When parents talk openly and appropriately with their children about issues that may affect them, it can help eradicate the shame, guilt and fear often associated with them. Issues like abuse – sexual, physical, or emotional, eating disorders, suicide, etc.

When children or teenagers come to you and ask evasively about a secret a friend told them, it can be difficult not to pry it out of them. Resist the temptation. Instead, encourage them to tell either you or a trusted adult if it fits the following criteria:

  • Something illegal.
  • Someone is a danger to themselves or someone else.
  • Someone contemplating suicide, at-risk, or has attempted suicide.
  • Someone has impaired judgement that is affecting their decision making, especially if substances (drugs or alcohol) are involved.
  • Power imbalance.
  • Threats, bribes.
  • Inappropriate physical touch.
  • Unable or underage consent.

Chatting about appropriate disclosure to a responsible adult plus the legalities of certain situations may also assist in this regard. You may also need to address the culture of feeling proud that you have kept a secret and haven’t ‘snitched’; that you have been loyal.

Remember, how you react to what they share can determine the emotional response that follows as to whether there is added shame and guilt. Respond. Don’t react.

Great moments of creating the opportunity where children and teenagers can open up to you are when you spend time doing things ‘side by side’ eg in a car together, cooking, gardening, walking together etc.

Other ways you can encourage children to open-up about issues are when you appropriately share your struggles or when you create open discussion moments. Mealtimes are great for this when you discuss the good, the bad and the changes from each family member’s day or when you encourage everyone to write down 3-5 things they wish they could change about their life and your family, and then share.

Date nights where a parent takes a child on an outing to spend time focusing on the relationship and listening to them can also be a great foundational step. Remember, openness and honesty are built over time.
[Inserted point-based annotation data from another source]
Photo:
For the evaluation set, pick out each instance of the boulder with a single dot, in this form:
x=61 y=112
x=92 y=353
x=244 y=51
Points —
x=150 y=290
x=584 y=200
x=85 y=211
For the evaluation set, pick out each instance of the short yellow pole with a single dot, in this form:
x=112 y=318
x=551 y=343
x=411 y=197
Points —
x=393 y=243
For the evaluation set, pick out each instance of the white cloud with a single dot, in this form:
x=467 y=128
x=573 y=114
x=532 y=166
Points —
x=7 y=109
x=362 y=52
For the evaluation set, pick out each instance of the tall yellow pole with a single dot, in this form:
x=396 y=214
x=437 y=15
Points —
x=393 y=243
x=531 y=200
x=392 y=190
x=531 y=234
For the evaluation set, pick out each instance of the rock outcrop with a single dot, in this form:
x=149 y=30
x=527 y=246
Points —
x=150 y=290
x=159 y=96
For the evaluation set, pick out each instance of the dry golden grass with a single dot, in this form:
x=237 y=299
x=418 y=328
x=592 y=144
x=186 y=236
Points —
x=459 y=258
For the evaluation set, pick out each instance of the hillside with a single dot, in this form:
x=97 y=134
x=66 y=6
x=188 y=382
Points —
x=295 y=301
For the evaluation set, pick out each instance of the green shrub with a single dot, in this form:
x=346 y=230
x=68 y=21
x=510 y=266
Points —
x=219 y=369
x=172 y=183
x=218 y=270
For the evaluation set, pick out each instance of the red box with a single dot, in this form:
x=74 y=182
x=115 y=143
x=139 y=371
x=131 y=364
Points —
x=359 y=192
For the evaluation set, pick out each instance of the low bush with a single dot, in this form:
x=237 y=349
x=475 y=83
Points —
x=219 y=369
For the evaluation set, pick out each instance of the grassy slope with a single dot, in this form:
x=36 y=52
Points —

I encourage you to not force your teenagers to share ‘secrets’ with you. Rather, emphasize that you need to keep her safe and sometimes people use secrets to make others unsafe or to make them do something they don’t want to do. As long as it doesn’t breach those things, then they can choose whether or not to tell you.

If your children ever come to you and tell you about a ‘secret’ or abuse, please listen unconditionally. Take the time to hear them fully. Be loving and accepting. Then, plan your response.